Mark Cuban charged with insider trading
SEC charges Dallas Mavericks owner with insider trading related to sales of Mamma.com.
NEW YORK (CNNMoney.com) -- Billionaire entrepreneur Mark Cuban, owner of the National Basketball Association's Dallas Mavericks, was charged Monday by the Securities and Exchange Commission with insider trading.
The civil suit was filed by the SEC in a federal court in Dallas.
According to the SEC, Cuban sold 600,000 shares of Internet search company Mamma.com in June 2004 using non-public information.

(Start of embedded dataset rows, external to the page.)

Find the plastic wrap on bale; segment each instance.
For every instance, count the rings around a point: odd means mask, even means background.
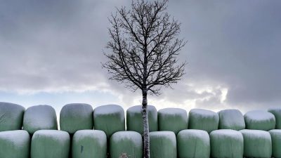
[[[24,130],[0,132],[0,157],[30,158],[30,136]]]
[[[159,131],[179,131],[188,129],[188,113],[180,108],[165,108],[158,111]]]
[[[275,128],[275,117],[268,112],[253,110],[244,115],[246,129],[269,131]]]
[[[60,114],[60,130],[73,134],[78,130],[93,129],[93,107],[88,104],[65,105]]]
[[[21,105],[0,102],[0,131],[21,129],[25,110]]]
[[[110,137],[110,148],[111,158],[143,158],[143,140],[138,132],[116,132]]]
[[[268,131],[271,136],[272,157],[281,158],[281,129],[273,129]]]
[[[210,138],[207,131],[181,131],[176,136],[178,158],[209,158]]]
[[[218,128],[218,114],[208,110],[192,109],[188,114],[188,129],[200,129],[208,133]]]
[[[243,158],[243,136],[232,129],[219,129],[210,133],[211,155],[216,158]]]
[[[271,108],[268,110],[268,112],[274,114],[276,121],[276,129],[281,129],[281,107],[280,108]]]
[[[150,133],[150,158],[176,158],[176,138],[172,131]]]
[[[106,158],[107,138],[102,131],[77,131],[72,146],[72,158]]]
[[[67,132],[39,130],[32,136],[31,158],[68,158],[70,137]]]
[[[28,107],[23,117],[23,129],[30,134],[41,129],[58,129],[55,110],[50,105]]]
[[[125,131],[125,117],[123,108],[117,105],[103,105],[93,110],[95,129],[104,131],[109,138],[117,131]]]
[[[243,135],[244,157],[271,157],[272,142],[268,131],[252,129],[240,131]]]
[[[245,129],[244,116],[238,110],[229,109],[218,112],[219,129],[242,130]]]

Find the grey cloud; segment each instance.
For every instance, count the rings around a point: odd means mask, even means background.
[[[0,5],[0,90],[46,91],[96,86],[140,98],[108,81],[100,62],[108,40],[107,17],[131,1],[5,1]],[[185,79],[159,97],[198,107],[247,108],[280,105],[280,1],[170,1],[188,40],[180,58]],[[189,86],[188,83],[194,84]],[[108,86],[103,87],[103,84]],[[100,85],[100,86],[99,86]],[[212,93],[196,87],[214,88]],[[220,102],[221,86],[228,88]],[[209,98],[209,99],[206,99]]]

Cuban is accused of calling his broker and instructing him to sell all of his stock from Mamma.com after receiving the confidential information from the company.
The SEC said Cuban learned that the company would raise money through a public offering, and he knew the stock price was about to fall.

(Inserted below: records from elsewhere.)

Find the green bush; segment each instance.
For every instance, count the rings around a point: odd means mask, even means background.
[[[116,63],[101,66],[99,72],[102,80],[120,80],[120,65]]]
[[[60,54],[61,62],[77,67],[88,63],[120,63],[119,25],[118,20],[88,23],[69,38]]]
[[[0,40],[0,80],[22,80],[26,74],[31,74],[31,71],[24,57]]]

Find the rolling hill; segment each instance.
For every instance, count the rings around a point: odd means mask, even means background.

When the offering was made public, the stock fell 9.3%, and Cuban avoided losses in excess of $750,000 by selling stock the day before, the SEC report said.
"I am disappointed that the Commission chose to bring this case based upon its Enforcement staff's win-at-any-cost ambitions," said Cuban in a statement released by his legal counsel, Dewey & LeBoeuf. "The staff's process was result-oriented, facts be damned. The government's claims are false and they will be proven to be so."
An SEC official said Cuban was given the public offering information from Mamma.com in confidence, and Cuban made illegal use of that knowledge.
"As we allege in the complaint, Mamma.com entrusted Mr. Cuban with nonpublic information after he promised to keep the information confidential," Scott W. Friestad, Deputy Director of the SEC's Division of Enforcement, said in the report. "Less than four hours later, Mr. Cuban betrayed that trust by placing an order to sell all of his shares."
Mamma.com has since changed its name to Copernic Technologies (CNIC), and now produces Internet search-advertising services in addition to search software. Copernic's stock currently trades for less than $1 per share.
According to Phillip Stern, a former SEC attorney and current lawyer at Neal, Gerber & Eisenberg, Cuban will likely face a fine of twice the losses he would have incurred, or about $1.5 million. The SEC's lawsuit is a civil case, and Cuban does not face any criminal charges.
Stern does not believe Cuban will have to divest his ownership stake in his other companies, including cable network HDNet.
In an ironic twist, Cuban is also the majority owner of Sharesleuth.com, an investigative blog designed to sniff out and expose securities fraud, according to site editor Christopher Carey.
Cuban has been identified as one of the bidders for Major League Baseball's Chicago Cubs for about a year, after the team was put up for sale by owner Sam Zell, chief executive of the Tribune Co. But baseball sources told the Chicago-Sun Times last week that Cuban is unlikely to get the league's blessing despite his deep pockets.
"These allegations really say something about his integrity," said Stern. "Baseball was already concerned about him, and now it will be difficult to persuade them otherwise."